韓国科学技術院(KAIST)は6月14日、同院の研究者らが、次世代半導体素子の開発で重要課題となるトランジスタの微細化限界をコンピューターシミュレーションで解析・予測する計算設計技術を開発したと発表した。研究成果は学術誌npj Computational Materialsに掲載された。

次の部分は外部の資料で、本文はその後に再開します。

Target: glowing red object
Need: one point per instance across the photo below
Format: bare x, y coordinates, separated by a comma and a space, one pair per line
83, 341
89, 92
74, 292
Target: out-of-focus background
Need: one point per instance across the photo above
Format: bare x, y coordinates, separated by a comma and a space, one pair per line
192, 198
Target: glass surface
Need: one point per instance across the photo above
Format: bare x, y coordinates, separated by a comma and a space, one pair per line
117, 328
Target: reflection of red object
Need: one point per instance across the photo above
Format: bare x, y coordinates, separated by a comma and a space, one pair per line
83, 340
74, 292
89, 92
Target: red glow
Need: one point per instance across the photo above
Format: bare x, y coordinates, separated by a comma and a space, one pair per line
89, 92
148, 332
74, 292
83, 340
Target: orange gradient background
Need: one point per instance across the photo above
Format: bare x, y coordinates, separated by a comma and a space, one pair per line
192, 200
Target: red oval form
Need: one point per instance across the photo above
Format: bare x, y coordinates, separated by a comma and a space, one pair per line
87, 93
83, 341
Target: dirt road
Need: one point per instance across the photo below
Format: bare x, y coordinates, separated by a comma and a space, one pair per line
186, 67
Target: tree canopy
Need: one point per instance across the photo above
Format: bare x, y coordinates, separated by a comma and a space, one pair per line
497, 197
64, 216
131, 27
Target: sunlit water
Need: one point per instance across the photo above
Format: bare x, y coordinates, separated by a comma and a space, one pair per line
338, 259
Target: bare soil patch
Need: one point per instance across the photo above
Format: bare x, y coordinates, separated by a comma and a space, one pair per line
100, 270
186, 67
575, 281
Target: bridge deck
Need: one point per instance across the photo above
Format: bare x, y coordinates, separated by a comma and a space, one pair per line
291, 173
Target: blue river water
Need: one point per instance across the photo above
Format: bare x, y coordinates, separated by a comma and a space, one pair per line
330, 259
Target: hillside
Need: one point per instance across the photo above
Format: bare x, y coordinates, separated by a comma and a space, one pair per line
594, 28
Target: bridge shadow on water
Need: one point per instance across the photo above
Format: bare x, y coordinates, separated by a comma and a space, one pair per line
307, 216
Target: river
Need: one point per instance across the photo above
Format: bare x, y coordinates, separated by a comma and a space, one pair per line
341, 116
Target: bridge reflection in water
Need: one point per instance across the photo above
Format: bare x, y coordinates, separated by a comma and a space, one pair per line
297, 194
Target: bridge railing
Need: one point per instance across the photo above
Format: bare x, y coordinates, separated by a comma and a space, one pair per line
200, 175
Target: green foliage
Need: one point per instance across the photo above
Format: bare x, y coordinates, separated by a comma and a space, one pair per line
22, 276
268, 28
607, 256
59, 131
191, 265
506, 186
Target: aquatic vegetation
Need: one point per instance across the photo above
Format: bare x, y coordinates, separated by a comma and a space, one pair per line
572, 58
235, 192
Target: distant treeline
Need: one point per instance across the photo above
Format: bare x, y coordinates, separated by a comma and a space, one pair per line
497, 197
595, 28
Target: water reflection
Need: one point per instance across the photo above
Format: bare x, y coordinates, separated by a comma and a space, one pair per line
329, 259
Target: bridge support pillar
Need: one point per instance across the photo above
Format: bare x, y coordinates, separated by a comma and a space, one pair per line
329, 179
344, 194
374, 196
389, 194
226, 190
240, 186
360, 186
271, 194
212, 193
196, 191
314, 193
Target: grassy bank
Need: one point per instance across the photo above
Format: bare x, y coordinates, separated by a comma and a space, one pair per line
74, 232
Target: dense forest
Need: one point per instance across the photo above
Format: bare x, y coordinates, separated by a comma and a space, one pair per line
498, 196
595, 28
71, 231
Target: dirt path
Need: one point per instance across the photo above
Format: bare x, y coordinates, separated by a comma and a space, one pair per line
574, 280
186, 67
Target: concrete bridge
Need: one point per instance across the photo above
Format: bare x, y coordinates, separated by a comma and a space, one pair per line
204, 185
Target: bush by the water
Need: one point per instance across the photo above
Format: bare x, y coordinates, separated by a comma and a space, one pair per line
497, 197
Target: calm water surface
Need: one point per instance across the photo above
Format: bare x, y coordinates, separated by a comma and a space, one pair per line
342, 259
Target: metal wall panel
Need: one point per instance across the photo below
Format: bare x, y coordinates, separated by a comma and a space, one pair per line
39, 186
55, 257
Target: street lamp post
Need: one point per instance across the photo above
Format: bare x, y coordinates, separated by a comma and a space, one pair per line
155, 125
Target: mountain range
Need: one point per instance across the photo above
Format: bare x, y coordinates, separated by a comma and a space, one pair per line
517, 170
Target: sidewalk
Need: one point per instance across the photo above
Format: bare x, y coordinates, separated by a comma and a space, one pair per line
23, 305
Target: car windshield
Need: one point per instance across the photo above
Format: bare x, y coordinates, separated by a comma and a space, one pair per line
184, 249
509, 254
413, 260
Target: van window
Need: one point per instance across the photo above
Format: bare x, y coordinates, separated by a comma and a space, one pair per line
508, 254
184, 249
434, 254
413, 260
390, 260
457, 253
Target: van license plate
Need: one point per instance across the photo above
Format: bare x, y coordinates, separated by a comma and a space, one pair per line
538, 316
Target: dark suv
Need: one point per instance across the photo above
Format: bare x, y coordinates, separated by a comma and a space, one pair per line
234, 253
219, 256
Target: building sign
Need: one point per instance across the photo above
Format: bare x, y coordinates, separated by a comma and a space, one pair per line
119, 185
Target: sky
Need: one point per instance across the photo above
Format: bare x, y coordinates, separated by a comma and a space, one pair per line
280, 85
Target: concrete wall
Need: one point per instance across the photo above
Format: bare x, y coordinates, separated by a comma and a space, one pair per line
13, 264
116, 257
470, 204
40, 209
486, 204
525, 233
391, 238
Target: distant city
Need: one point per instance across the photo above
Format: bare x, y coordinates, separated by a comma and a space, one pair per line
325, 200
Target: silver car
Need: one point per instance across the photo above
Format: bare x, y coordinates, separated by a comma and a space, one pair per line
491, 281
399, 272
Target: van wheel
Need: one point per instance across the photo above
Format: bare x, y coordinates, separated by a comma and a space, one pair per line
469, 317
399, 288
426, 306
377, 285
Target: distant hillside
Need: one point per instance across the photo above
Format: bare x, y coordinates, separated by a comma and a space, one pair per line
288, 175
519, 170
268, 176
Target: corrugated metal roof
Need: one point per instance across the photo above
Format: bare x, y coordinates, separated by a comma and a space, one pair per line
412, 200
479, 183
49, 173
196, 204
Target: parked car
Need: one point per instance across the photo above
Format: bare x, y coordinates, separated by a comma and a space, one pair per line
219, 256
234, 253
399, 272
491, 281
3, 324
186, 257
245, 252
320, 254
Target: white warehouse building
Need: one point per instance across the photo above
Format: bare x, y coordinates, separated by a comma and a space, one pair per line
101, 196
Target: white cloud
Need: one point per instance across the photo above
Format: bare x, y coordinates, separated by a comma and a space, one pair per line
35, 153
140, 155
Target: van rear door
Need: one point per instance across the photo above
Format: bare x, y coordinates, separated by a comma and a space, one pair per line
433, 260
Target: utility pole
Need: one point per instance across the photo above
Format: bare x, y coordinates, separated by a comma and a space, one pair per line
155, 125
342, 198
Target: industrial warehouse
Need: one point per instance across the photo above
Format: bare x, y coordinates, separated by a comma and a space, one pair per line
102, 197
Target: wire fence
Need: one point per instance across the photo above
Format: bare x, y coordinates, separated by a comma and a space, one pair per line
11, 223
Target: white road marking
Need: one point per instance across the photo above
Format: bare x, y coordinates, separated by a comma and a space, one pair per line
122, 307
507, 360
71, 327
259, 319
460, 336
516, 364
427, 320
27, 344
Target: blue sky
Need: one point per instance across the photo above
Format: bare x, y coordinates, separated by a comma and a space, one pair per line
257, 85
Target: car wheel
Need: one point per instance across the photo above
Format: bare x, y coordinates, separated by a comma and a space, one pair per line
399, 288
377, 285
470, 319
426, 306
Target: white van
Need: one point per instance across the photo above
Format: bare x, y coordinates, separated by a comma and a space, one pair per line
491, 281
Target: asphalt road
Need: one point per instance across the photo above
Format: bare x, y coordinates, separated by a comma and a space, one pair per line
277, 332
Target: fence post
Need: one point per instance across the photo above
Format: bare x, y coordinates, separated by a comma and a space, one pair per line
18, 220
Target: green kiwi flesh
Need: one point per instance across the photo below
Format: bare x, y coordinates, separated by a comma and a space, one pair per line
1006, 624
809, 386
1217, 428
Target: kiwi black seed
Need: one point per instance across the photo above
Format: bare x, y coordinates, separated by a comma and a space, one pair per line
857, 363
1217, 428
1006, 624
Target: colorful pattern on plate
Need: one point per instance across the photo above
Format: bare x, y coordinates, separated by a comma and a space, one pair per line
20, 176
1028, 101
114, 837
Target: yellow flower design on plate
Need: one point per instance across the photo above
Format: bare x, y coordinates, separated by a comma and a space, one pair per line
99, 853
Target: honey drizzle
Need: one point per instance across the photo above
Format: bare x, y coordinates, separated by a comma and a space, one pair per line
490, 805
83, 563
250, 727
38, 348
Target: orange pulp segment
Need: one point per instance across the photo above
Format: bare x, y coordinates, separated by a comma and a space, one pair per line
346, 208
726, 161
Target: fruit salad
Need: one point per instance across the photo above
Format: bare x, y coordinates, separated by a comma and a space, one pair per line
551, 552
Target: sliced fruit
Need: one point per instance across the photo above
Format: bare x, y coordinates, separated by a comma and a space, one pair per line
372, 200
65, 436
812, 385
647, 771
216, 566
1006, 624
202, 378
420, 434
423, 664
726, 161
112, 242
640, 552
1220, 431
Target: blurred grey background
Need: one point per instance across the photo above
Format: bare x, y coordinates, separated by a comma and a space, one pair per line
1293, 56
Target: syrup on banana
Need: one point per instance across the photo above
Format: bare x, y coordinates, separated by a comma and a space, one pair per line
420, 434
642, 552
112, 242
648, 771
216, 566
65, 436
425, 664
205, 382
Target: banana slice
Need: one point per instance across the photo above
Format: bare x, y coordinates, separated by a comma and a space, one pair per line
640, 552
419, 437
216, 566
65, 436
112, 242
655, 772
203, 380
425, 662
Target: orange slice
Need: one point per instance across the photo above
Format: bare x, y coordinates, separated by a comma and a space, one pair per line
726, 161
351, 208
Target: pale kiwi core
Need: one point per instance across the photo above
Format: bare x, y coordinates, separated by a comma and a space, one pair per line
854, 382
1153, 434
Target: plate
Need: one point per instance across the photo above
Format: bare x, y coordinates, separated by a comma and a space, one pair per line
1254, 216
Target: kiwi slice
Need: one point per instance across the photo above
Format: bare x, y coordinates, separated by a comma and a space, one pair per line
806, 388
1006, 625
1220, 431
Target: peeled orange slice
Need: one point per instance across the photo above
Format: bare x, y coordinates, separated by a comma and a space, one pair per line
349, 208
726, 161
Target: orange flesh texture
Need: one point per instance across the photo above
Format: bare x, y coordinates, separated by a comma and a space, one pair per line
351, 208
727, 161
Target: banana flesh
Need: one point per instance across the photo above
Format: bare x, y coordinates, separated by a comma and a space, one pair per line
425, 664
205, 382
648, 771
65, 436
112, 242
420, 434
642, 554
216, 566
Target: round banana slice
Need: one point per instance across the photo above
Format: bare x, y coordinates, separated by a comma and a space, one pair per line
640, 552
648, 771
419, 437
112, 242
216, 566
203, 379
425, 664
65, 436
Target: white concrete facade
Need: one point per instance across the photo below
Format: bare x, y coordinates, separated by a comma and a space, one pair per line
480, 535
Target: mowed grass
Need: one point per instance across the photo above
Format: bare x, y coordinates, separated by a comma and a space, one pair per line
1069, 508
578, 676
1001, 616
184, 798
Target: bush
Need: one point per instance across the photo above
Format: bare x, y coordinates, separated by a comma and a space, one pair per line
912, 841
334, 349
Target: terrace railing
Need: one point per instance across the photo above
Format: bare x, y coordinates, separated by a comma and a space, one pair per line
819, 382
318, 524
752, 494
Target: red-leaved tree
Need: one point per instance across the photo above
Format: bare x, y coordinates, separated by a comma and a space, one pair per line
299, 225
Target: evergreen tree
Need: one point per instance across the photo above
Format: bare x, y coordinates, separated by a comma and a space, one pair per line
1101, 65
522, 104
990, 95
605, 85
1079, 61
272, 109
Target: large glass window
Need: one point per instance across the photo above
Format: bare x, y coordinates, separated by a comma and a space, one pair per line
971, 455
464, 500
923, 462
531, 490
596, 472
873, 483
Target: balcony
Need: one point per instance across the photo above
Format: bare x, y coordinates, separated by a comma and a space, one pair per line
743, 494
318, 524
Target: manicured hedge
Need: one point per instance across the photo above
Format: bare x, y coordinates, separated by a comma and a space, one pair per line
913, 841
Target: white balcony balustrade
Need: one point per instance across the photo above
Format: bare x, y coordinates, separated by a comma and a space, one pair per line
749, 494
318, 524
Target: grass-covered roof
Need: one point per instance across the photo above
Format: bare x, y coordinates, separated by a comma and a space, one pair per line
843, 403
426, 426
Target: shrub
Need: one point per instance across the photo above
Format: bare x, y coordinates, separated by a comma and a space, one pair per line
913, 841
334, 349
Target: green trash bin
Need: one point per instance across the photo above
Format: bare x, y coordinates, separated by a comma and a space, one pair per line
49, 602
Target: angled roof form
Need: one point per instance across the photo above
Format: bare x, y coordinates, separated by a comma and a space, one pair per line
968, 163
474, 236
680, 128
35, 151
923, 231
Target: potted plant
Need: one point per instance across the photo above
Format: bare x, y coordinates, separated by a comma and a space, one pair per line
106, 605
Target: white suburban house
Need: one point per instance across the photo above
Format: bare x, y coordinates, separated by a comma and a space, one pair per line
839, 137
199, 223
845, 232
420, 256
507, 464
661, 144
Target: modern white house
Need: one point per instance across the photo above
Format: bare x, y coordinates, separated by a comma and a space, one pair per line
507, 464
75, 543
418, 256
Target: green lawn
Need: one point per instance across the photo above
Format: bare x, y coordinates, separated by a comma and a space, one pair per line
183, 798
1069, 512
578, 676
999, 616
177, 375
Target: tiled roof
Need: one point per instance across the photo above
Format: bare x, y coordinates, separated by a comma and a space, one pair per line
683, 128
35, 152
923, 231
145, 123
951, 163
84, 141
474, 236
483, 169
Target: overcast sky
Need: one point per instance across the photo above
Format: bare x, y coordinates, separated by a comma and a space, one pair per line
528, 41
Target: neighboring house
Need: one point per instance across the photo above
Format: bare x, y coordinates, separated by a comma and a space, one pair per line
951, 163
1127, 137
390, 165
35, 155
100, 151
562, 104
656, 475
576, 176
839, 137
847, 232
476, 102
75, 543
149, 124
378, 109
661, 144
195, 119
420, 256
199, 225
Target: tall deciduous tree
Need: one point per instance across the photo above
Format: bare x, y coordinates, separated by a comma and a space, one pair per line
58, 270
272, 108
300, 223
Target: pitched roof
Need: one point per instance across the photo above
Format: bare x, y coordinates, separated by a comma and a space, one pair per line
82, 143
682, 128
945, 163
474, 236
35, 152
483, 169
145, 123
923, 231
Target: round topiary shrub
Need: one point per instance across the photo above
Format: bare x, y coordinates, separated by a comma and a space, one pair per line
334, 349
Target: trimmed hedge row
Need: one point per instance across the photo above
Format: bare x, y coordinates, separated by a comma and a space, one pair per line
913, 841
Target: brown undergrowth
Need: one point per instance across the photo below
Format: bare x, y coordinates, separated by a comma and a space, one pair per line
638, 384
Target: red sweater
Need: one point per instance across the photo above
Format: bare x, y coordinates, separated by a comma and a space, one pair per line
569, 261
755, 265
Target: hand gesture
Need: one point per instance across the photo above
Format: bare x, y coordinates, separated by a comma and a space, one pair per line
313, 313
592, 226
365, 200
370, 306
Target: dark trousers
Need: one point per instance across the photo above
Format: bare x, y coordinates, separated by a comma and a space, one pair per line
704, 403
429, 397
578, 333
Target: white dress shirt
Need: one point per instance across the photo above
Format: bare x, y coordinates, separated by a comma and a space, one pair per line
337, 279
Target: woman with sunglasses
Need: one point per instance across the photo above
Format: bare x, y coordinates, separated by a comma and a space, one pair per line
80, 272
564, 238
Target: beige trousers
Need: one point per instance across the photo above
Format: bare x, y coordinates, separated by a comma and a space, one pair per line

キム・ヨンフン(Yong-Hoon Kim)教授(左上)と研究チームメンバー
世界の半導体産業は2nmプロセス時代に入りつつあるが、半導体チップの中核部品であるトランジスタの実際の大きさはなお10nmを上回る。トランジスタは電流をオン・オフする超小型スイッチで、チップの性能と電力効率を左右する。微細化は高性能化と低消費電力化に不可欠だが、過度に小さくなると電子がエネルギー障壁を通り抜ける量子トンネル効果が起こり、電流制御が難しくなる。

研究画像
(AI生成)
研究チームを率いたのは、KAIST電気工学部のキム・ヨンフン(Yong-Hoon Kim)教授で、筆頭著者としてキム・テヒョン(Tae Hyung Kim)博士が参加した。研究チームは、実験データに依存せず基本的な物理法則に基づいて材料特性を計算する第一原理計算を活用した。さらに、金属電極と半導体の界面で生じる量子現象を精密に解析する、密度汎関数理論を拡張した計算手法MS-DFTを基盤に、接触抵抗などを評価する標準的手法である伝送長法(TLM)を用いたシミュレーションを行った。
研究チームはこの技術を、原子1層の厚さまで薄くでき、次世代トランジスタのチャネル材料候補とされる2次元半導体の単層MoS2(二硫化モリブデン)素子に適用した。その結果、金属電極の種類や接触部の原子配置によって、電子がチャネルにどれほど深く入り込み、電流制御をどの程度妨げるかを定量的に分析できた。微細化限界は、金属と接触構造の選択によって変わることを示している。

第一原理計算に基づく伝送長法(TLM)を用いた、2次元半導体の接触抵抗と電子の侵入限界長の解析
(出典:いずれもKAIST)
研究結果によると、電子がチャネルに侵入してトランジスタ動作に影響を及ぼし始める最大長である臨界トンネル長は、固定値ではなく、金属の仕事関数や界面の接触構造で変わる設計変数だった。検討した金属種と接触構造の候補では、電子漏れが止まる長さを4nm未満まで短縮できることも確認した。同教授は「本研究は、次世代トランジスタをどこまで小さくできるかを定義する新たな物理的基準を提示した点に意義があります」と述べた。